Snowflake typically comes on top for most queries when it comes to performance in public TPC-based benchmarks when compared to BigQuery and Redshift, but only marginally. Its micro partition storage approach effectively scans less data compared to larger partitions. The ability to isolate workloads over the decoupled storage & compute architecture lets you avoid competition for resources compared to multi-tenant shared resource solutions, and the ability to increase warehouse sizes can often enhance performance (for a higher price), but not always linearly. Snowflake’s recently released “Search optimization service” delivers index-like behavior for point queries, but comes at an additional cost.

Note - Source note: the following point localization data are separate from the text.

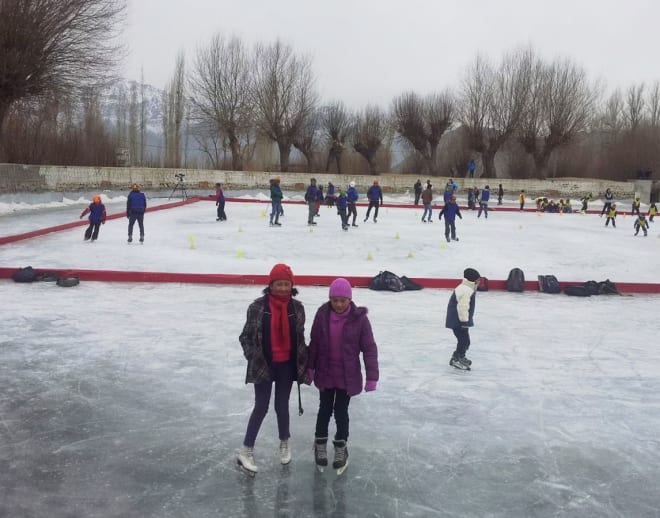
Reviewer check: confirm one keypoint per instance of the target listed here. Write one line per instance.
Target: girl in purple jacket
(340, 332)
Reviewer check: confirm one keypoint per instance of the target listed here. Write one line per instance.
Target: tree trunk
(285, 151)
(236, 157)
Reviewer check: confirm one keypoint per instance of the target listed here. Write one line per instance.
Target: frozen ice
(128, 400)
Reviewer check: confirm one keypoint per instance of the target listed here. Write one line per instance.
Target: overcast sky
(372, 50)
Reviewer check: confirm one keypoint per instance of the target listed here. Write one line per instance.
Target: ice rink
(128, 400)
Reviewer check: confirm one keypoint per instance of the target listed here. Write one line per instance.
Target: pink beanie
(341, 288)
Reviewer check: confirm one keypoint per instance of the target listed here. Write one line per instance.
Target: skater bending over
(460, 314)
(340, 332)
(273, 342)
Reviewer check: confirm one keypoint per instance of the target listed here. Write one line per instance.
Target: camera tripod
(181, 187)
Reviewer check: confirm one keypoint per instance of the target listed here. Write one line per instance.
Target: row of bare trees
(235, 101)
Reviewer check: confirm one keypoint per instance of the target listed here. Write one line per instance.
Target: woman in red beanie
(340, 332)
(273, 341)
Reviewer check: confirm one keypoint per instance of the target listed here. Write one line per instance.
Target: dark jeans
(463, 337)
(282, 375)
(450, 228)
(92, 231)
(374, 204)
(330, 400)
(221, 211)
(139, 217)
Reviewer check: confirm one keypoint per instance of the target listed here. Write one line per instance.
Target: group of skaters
(136, 205)
(273, 343)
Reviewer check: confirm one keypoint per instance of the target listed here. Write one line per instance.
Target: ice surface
(122, 400)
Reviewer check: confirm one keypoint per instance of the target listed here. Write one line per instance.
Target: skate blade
(341, 470)
(244, 470)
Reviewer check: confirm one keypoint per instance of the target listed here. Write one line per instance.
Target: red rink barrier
(301, 280)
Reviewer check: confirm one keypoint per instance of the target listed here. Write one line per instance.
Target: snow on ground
(129, 400)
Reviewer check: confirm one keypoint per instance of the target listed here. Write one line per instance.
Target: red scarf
(280, 334)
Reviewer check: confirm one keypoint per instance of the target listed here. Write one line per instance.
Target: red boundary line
(301, 280)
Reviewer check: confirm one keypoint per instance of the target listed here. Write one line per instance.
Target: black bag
(549, 284)
(577, 291)
(386, 281)
(483, 284)
(516, 280)
(27, 274)
(607, 287)
(591, 287)
(410, 285)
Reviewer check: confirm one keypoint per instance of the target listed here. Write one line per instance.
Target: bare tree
(284, 95)
(561, 103)
(369, 132)
(634, 110)
(308, 137)
(653, 103)
(221, 85)
(422, 122)
(493, 103)
(335, 123)
(54, 46)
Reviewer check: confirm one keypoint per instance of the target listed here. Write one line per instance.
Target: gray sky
(369, 51)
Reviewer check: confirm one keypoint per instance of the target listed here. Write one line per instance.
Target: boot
(321, 451)
(341, 454)
(246, 459)
(285, 452)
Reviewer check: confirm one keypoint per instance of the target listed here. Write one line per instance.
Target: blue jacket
(136, 201)
(450, 211)
(375, 193)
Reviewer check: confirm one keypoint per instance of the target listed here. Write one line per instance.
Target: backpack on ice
(549, 284)
(27, 274)
(386, 281)
(516, 280)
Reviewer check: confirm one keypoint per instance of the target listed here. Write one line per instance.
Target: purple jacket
(358, 338)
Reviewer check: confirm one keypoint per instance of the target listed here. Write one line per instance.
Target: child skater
(96, 211)
(342, 209)
(460, 313)
(273, 342)
(340, 332)
(641, 224)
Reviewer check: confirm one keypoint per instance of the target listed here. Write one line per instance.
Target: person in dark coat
(460, 316)
(220, 203)
(96, 211)
(273, 342)
(450, 211)
(340, 333)
(136, 206)
(375, 197)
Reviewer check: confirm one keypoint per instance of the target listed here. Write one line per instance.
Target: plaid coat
(255, 340)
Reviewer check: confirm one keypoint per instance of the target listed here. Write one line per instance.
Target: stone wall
(27, 178)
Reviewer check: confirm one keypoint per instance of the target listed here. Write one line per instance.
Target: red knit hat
(280, 272)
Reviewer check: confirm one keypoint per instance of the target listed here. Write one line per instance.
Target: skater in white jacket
(460, 313)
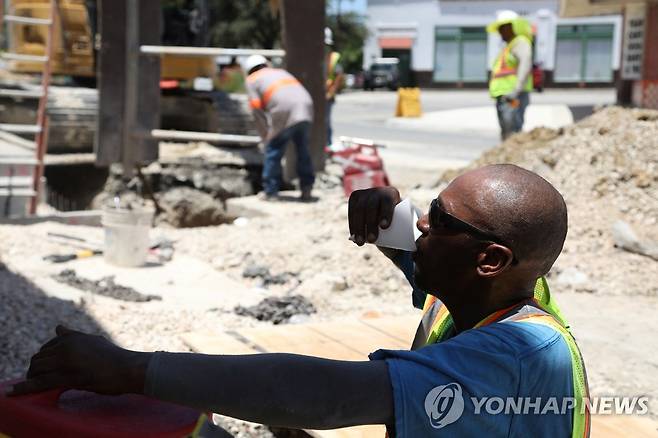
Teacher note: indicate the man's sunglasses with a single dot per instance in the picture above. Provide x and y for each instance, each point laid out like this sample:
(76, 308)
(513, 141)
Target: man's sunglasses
(441, 219)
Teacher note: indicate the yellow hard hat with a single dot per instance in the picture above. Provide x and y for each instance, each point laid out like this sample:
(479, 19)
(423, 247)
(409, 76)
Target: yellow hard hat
(502, 17)
(520, 25)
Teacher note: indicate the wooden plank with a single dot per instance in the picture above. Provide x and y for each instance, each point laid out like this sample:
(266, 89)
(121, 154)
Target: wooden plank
(298, 339)
(613, 426)
(402, 328)
(216, 343)
(357, 336)
(375, 431)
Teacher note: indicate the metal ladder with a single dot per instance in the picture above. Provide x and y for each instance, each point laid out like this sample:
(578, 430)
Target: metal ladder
(11, 165)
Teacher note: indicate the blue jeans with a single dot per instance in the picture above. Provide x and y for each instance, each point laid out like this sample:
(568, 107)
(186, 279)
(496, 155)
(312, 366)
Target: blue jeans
(274, 151)
(511, 119)
(327, 119)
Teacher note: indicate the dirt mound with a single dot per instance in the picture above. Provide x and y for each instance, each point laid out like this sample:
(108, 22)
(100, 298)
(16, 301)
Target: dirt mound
(606, 167)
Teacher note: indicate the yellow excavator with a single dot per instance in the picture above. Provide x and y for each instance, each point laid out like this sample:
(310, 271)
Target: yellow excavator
(73, 100)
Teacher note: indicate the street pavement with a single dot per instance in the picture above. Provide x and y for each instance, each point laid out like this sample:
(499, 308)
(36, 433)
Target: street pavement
(456, 127)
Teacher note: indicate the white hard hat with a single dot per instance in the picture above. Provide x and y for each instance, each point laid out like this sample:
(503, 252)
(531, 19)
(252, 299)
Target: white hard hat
(253, 61)
(502, 17)
(506, 15)
(328, 36)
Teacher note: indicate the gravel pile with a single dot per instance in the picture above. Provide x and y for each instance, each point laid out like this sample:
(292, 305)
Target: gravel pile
(105, 287)
(606, 167)
(278, 310)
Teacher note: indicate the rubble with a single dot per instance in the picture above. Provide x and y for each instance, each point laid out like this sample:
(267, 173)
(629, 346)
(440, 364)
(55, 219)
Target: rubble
(625, 238)
(183, 207)
(263, 272)
(278, 310)
(606, 167)
(105, 287)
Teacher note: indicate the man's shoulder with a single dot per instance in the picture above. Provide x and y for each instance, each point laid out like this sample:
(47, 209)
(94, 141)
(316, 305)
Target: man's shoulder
(519, 339)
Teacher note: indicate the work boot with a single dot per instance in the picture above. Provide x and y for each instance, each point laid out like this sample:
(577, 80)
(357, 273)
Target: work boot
(306, 194)
(269, 197)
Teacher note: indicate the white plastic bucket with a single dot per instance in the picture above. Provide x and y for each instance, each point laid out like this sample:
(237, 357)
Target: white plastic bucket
(126, 235)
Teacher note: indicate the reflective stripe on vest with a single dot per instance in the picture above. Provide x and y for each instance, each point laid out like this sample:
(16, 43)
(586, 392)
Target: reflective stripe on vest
(581, 411)
(334, 57)
(276, 86)
(261, 103)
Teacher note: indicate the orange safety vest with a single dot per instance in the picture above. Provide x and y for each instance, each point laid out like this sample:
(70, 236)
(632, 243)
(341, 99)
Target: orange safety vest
(504, 71)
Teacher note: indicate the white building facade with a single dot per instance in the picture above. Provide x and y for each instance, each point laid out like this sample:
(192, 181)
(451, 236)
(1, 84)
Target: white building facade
(444, 43)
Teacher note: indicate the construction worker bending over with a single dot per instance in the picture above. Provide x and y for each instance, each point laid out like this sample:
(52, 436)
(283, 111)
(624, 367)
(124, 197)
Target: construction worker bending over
(334, 79)
(492, 357)
(511, 79)
(283, 110)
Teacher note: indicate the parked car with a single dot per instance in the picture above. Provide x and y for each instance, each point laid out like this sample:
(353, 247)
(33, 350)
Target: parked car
(382, 73)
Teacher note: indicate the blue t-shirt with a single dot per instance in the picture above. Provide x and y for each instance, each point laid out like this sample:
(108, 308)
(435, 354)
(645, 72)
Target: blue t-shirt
(507, 379)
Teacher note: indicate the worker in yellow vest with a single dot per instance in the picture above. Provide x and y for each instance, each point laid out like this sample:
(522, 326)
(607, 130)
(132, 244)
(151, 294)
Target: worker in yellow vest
(511, 78)
(490, 331)
(334, 79)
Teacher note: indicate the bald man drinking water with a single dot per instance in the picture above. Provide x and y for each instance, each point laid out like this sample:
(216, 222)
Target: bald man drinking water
(493, 356)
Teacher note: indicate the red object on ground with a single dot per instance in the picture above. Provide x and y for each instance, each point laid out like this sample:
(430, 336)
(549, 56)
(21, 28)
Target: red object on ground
(537, 77)
(363, 168)
(82, 414)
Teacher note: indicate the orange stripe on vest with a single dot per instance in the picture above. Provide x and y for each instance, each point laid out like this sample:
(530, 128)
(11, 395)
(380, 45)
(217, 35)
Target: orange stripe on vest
(276, 86)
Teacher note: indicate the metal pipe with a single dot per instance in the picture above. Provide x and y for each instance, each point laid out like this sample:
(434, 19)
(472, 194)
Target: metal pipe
(211, 137)
(207, 51)
(42, 117)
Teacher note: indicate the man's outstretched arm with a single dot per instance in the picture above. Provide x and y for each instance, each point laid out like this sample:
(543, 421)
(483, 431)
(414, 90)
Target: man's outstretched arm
(276, 389)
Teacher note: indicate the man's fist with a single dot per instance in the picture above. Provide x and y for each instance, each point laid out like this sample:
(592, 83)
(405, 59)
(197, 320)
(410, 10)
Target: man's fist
(370, 209)
(75, 360)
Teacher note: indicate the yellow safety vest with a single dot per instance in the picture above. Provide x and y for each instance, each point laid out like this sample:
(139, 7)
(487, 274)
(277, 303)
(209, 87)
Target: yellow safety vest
(503, 73)
(548, 313)
(332, 61)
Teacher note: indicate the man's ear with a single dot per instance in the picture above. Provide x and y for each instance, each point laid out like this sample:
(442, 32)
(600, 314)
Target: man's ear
(494, 260)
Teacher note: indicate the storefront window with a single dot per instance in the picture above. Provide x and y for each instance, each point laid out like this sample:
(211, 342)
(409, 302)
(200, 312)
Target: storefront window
(461, 54)
(584, 53)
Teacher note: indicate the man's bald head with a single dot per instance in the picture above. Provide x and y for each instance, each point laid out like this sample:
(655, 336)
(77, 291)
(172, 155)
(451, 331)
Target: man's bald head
(519, 207)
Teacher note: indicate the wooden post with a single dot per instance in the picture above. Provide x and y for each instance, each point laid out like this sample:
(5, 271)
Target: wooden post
(128, 84)
(142, 83)
(111, 78)
(303, 39)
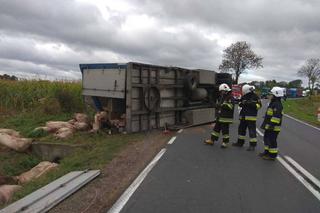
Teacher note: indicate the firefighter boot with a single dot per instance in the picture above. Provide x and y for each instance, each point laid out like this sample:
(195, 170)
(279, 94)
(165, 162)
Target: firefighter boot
(209, 142)
(261, 154)
(267, 157)
(224, 145)
(237, 144)
(251, 148)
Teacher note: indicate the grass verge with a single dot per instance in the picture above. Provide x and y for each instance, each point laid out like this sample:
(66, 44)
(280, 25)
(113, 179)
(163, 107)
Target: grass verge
(304, 109)
(102, 148)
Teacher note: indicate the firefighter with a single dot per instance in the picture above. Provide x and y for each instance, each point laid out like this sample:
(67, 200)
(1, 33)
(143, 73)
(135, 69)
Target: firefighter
(272, 124)
(224, 117)
(250, 103)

Clickhouse was not designed to be a data warehouse, but rather a low-latency query execution runtime. Managing it typically requires significant engineering overhead. Hence, it’s a good fit for engineering managed operational use cases and customer-facing data apps, where low latency matters. It is not a good fit for a general purpose data warehouse, nor for Ad-Hoc analytics or ELT.
Snowflake is a well rounded general purpose cloud data warehouse, that can also span beyond traditional BI & Analytics use cases into Ad-Hoc and ML use cases. Thanks to the flexible decoupeld storage & compute architecture that allows you to isolate and control the amount of compute per workload, it’s possible to tackle a broad spectrum of workloads. However, like its close siblings Redshift & BigQuery, it struggles to deliver low-latency query performance at scale, making it a lesser fit for operational use cases and customer-facing data apps.